Investigators also reported improved infection outcomes. By day 15, infection resolution occurred in 58 of 131 patients (44.3%) in the precision immunotherapy group and in 46 of 145 patients (31.7%) in the placebo group.

Mortality Outcomes

Despite improvements in organ dysfunction, mortality outcomes were not statistically different between groups.

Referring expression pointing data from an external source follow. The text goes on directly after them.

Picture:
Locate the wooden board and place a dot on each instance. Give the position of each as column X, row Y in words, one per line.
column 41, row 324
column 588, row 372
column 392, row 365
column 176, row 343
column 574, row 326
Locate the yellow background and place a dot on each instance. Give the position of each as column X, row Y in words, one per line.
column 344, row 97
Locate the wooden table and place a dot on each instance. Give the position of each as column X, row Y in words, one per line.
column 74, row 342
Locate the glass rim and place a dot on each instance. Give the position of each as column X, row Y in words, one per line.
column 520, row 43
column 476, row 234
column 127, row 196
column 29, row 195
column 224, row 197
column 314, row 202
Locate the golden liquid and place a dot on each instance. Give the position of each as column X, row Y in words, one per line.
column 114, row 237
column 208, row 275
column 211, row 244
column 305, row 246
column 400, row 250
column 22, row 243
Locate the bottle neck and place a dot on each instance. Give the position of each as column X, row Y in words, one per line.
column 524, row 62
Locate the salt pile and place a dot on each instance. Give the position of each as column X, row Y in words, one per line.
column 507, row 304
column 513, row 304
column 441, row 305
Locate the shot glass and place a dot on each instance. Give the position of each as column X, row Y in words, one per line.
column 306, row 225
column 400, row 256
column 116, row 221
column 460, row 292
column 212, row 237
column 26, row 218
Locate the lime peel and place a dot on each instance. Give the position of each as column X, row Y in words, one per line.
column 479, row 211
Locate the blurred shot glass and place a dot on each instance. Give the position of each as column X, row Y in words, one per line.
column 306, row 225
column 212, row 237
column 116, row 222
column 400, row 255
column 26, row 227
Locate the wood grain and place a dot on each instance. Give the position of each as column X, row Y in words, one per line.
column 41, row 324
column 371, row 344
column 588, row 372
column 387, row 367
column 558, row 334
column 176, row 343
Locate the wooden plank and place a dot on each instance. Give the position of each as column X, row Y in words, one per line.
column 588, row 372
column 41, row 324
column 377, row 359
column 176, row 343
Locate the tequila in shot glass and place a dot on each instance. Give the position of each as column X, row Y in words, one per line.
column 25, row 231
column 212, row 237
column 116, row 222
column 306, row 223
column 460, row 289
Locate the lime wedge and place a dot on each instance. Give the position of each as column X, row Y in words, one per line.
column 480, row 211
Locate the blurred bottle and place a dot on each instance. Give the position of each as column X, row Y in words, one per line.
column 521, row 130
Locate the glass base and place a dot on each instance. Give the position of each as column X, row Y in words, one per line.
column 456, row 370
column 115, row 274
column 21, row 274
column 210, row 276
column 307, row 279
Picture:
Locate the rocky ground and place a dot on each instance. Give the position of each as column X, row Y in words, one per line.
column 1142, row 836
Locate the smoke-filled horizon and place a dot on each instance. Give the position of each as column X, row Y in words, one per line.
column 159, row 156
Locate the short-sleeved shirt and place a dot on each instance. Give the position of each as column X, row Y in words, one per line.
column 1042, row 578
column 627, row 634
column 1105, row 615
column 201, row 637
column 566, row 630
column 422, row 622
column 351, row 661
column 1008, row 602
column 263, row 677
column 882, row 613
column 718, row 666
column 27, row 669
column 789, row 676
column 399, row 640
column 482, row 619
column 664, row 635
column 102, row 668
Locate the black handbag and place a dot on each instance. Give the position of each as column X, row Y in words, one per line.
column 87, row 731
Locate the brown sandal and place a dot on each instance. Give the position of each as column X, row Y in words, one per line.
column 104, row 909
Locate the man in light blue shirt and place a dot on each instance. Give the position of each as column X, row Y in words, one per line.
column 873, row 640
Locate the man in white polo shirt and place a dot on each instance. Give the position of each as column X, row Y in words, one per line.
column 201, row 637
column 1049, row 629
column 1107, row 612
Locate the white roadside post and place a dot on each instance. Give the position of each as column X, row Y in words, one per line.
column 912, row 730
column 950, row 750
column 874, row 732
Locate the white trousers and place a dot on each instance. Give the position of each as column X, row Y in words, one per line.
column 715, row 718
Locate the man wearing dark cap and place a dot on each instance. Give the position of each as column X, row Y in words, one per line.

Twenty-eight-day mortality occurred in 57 of 131 patients (43.5%) in the precision immunotherapy group and in 72 of 145 patients (49.7%) in the placebo group. Ninety-day mortality was 90 of 131 patients (68.7%) in the precision immunotherapy group and 98 of 145 patients (67.6%) in the placebo group.

Safety Findings

A total of 1069 serious treatment-emergent adverse events were reported in 245 patients, representing 88.8 % of participants. Thirteen events were considered serious adverse reactions that were probably or possibly related to the study drug. “[Two] serious adverse reactions were reported in the anakinra group, 7 in the recombinant human interferon gamma group, and 4 in the placebo group. Six serious adverse reactions were considered suspected unexpected serious adverse reactions for 5 patients; 3 patients (2.5%) received placebo and 2 patients (1.9%) recombinant human interferon gamma.”

Researchers noted an increased incidence of anemia in the anakinra group and hemorrhage in the recombinant human interferon gamma group. Overall, investigators reported no major safety concerns associated with the precision immunotherapy approach.

Implications for Sepsis Treatment

The findings highlight the growing importance of precision medicine in critical care. Previous immunotherapy trials in sepsis often failed to demonstrate benefit, in part because they treated the condition as a single disease rather than a spectrum of immune responses.

By identifying patients with distinct immune dysfunction patterns and tailoring treatment accordingly, the ImmunoSep trial demonstrated measurable improvement in organ dysfunction within the first 9 days of illness.

However, investigators also emphasized the need for further research. The primary endpoint was a surrogate outcome based on organ failure scores rather than patient-centered outcomes such as survival or long-term recovery. In addition, laboratory testing required to classify immune states may not yet be widely available in all hospitals.

Still, the results suggest that biomarker-guided immunotherapy could represent an important step toward more personalized treatment strategies for sepsis.

As researchers continue to explore immune profiling and targeted therapies, precision approaches may help move sepsis treatment beyond one-size-fits-all protocols toward individualized care that addresses the underlying immune response driving each patient’s illness.